See also the fastq_eestats command, which has more and better reports.
Output is written to a file specified by the -log filename command-line option.
FASTQ format options are supported, these must be specified if the Q scores are specified using non-default ASCII characters.
Example
usearch -fastq_stats reads.fastq -log stats.log
Reported statistics
The log file format is subject to change. It is meant to be human-readable
rather than parsed by a script. It would be nice to have an option to write the
information to a format like tabbed text that can easily be parsed or imported
into a program such as Excel that can make charts.

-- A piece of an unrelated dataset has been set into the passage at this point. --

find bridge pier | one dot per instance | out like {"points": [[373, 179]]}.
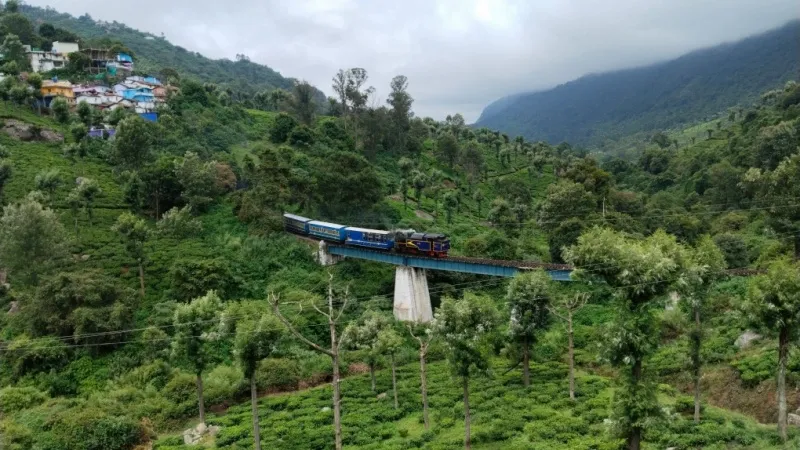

Hopefully I will add this
feature in the near future; please
let me know
if you need this.
Length distribution
This section reports the read length distribution. Columns are: L=read
length, N=number of reads, Pct=fraction of reads with this length, AccPct=fraction
of reads that are greater than or equal to this length.
Q score distribution
This section reports the number of bases found for each Q score. Columns
are: ASCII=symbol, Q=integer Phred score,
N=number of bases, Pct=number of bases with this Q score, AccPct=number of bases
with >= this Q score.
Length vs. quality distribution
This section shows the fraction of records and average
expected number of errors obtained by
truncating at each possible position in the read. Columns are: L=position in
read, PctRecs=fraction of reads with at least this length, AvgQ=average Q score
over all reads obtained by truncating at this position, P(AvgQ)=error
probability corresponding to AvgQ, AvgP=average error probability
Expected error truncation summary
This section summarizes the effect of some common choices of max. expected
errors trunction (fastq_filter command with -fastq_maxee
and -fastq_trunclen options). L=truncation length, columns 1.0, 0.5, 0.25 and
0.1 give the number of reads and the fraction of reads respectively that would
pass a filter with the options given (-fastq_trunclen=L and -fastq_maxee=1.0,
0.5, 0.25 or 0.1).
Minimum Q truncation summary
This section summarizes the effect of length truncation with some common
choices of minimum Q (fastq_filter command with
‑fastq_truncqual and
‑fastq_trunclen options). Len is the truncation
length (‑fastq_trunclen option), the other columns
give the fraction of reads that pass that filter.